A minha grande insegurança e maior medo sempre foi a questão da minha profissão. Não saber o que fazer da vida enquanto todo mundo (aparentemente) sabe o que está fazendo sempre foi difícil pra mim. Por isso eu não fazia planos para o amanhã porque não simplesmente não me importava. Não é que eu tenha certeza do que eu esteja fazendo agora. Não estou escrevendo essa carta da minha sala de gerência de um hotel de luxo, nem de porque comprei um carro ou algo do tipo... Todas as mudanças foram internas. É como se eu fosse um grande pedaço de terra.. 2012 e 2014 foram anos devastadores, de certa forma. Pra começar de novo, e começar bem, tive que arrancar da terra tudo que estava plantado. Rever os conceitos, conhecer o chão onde estava pisando novamente. Trabalhei essa terra com muita psicologia, tomei remédios. E depois o que plantar ali? Muitas possibilidades. Não sei quando tempo eu fiquei olhando e pensando E AGORA O QUE VOU PLANTAR AQUI. Eu me sentia muito sozinha. Naquele desespero e angústia, tentei germinar uma rota de fuga com algumas sementes velhas que ainda estavam no meu bolso. Só pra garantir, vai que... Não nasceu nada. 
Comecei a escrever. Escrevia quase todos os dias. A escrita me ajudou bastante. Ocupava minhas tardes, retomei um livro que tinha começado. Tava tudo ótimo. Até que perdi tudo. De novo. Naquele dia deu tudo errado. A mãe chegou estressada do trabalho, me encontrou de pijamas e com cara de choro. A gente brigou. Peguei um ônibus pra sei lá onde, comprei uma garrafa de vinho e fui pro cinema. Só tinha certeza que eu não poderia parar de escrever porque, até então, era a única coisa que eu sabia fazer. Continuei com o blog, mandei e-mail para um monte de sites da internet, corrigi inúmeros trabalhos (dava pouco dinheiro, mas era o que tinha), ia para biblioteca de Pirituba de tarde pra não ficar o dia todo fechada dentro de casa. 
Eu me sentia ótima emocionalmente mas não me sentia útil. Até cogitei plantar uma semente velha novamente (guardei uma no meu bolso), mas decidi jogar fora de vez. A mãe disse: por que você não vai estudar fotografia? Ideia absurda. Não sei mexer em photoshop, não sabia lidar com flash, custa caro
Mas, por que não? Eu fiquei enrolando a mãe durante um mês. Estava animada com a possibilidade, mas aterrorizada com os custos. Não queria abusar, detesto a ideia de ser um peso, eu queria fazer as coisas de uma outra forma. Mas dei essa chance e cá estou eu, maravilhada com as possibilidades. Voltar a estudar é muito bom. O primeiro dia de aula eu só conseguia pensar "COMO EU FIQUEI TANTO TEMPO FORA DE UMA SALA DE AULA?". Estudar uma algo que você gosta dá todo sentido pra vida. E ali, naquela terra enorme, do lado da plantinha da escrita, com as sementes que ganhei da mãe, estou regando a fotografia. Pode vingar, pode não vingar, mas estou cuidando dessa plantação com carinho. Não é sempre que receberei sementes mágicas da mãe. Ela tem a terra dela pra cuidar também. Tô me sentindo útil e aprendendo bastante. 
E não poderia deixar de falar de outra pessoa. De duas, aliás. Da Rafaela e do Guilherme. Karine ficou grávida, foi um susto (MEUDEUSDOCEU COMO VAMOS FAZER AGORA?) mas dois minutos depois a mãe já estava comprando roupinhas de criança na Renner. 

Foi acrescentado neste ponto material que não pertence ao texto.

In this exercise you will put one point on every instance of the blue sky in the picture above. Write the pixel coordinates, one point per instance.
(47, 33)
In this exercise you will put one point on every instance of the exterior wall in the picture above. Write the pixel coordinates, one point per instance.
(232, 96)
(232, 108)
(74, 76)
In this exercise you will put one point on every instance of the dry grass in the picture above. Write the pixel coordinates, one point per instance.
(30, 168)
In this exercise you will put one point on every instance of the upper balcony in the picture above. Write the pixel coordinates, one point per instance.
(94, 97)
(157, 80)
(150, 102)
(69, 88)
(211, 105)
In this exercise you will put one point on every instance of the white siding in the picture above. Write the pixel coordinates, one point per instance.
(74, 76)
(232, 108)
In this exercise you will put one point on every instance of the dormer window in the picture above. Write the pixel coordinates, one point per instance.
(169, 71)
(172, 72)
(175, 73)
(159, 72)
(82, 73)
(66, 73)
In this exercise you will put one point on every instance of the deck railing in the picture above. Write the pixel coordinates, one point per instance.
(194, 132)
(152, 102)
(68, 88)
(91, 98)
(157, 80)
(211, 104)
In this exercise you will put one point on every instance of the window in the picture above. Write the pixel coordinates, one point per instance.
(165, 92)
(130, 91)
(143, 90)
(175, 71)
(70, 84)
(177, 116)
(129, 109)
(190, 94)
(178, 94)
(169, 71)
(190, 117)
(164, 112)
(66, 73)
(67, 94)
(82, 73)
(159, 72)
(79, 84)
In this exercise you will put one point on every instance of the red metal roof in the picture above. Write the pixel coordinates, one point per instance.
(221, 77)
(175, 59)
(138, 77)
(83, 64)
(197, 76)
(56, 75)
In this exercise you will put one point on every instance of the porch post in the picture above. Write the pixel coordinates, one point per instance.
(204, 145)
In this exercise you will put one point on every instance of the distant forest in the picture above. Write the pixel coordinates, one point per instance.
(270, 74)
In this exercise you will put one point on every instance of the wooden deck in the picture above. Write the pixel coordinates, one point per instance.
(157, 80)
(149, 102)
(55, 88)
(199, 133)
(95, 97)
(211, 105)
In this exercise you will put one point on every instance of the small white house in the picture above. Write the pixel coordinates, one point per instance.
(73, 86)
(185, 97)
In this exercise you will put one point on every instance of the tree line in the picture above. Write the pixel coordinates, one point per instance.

Rafaela com 11 meses. Guilherme com 28 anos.

Quando soubemos que era uma menina que  Karine estava carregando na barriga, eu chorei tanto. Era felicidade mas era muita tristeza porque você não tava aqui pra ver essa semente do Guilherme. Eu chorei igual no dia que você morreu. Eu achei que fosse verter tudo em água aqui em casa. Mariana veio aqui, fez um macarrão, a gente jantou e foi bom. Não precisou falar nada. Tem pessoas nessa vida que a gente conversa sem precisar conversar. 



 


A Rafaela chegou no mesmo mês em que você partiu. Você foi embora dia primeiro de maio e a Rafa chegou no último dia desse mês. A vida mudou bastante depois da chegada da Rafucha. A mãe se derrete toda pela neta, não sente dor nos joelhos nem nas costas com a Rafa está por perto. 




E te falar que a Rafaela é uma menina inteligente, graciosa, risonha e feliz. Guilherme e Karine estão cuidando bem dela. Eu nunca achei que pudesse sentir esse amor por outra pessoa da minha família. Ela é linda, saudável e geminiana igual a tia. Morro de orgulho disso. Há de ser uma criança feliz (aliás, já é) como eu e Guilherme fomos quando éramos pequenos. 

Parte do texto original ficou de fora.